Ultimate Efficiency with AI
Iron Sheepdog is currently deployed on more than 4000 trucks across nine states (Delaware, Maryland, Virginia, North Carolina, South Carolina, Georgia, Florida, Tennessee and Ohio). But, VanSickel said this is only the beginning.
Not only do they plan to expand nationwide, but the company also hopes to make trucking even more efficient through the use of AI. “In the future, I don’t think contractors will order trucks by the number, I think they’ll tell the broker the load cycle times they want to see,” VanSickel said, adding that solutions like Iron Sheepdog will make this a reality.
He also sees the platform being able to improve trucking by increasing utilization rates. “Right now, we’re running our trucks empty half the time,” he said. “But when you order UberEats, the driver doesn’t leave his house, get the food and drive back empty handed.
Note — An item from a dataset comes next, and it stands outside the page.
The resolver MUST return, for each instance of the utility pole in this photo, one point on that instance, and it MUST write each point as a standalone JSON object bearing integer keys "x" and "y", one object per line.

He goes to the next closest delivery.”
That’s what VanSickel hopes for the future of the platform, providing an example of a recent job where the platform was able to help a broker increase utilization by routing 20 trucks on a dirt job to pick up 57 stone and drop it off at a nearby job on the way to the dirt job. “In the future, we might have three different jobs being managed by the same trucks, and utilization rates closer to 80% than 50%, which would lower everyone’s trucking costs.”
Although that’s VanSickel’s ultimate goal, Iron Sheepdog has gone with a “crawl, walk, run approach.”
“Everyone wants to pull a solution to this problem off the shelf, plug it in, and hope the trucking problems go away,” VanSickel said. “But, you can’t go from paper tickets to using AI to manage trucking in one step, even though that is the ultimate goal for our solution.”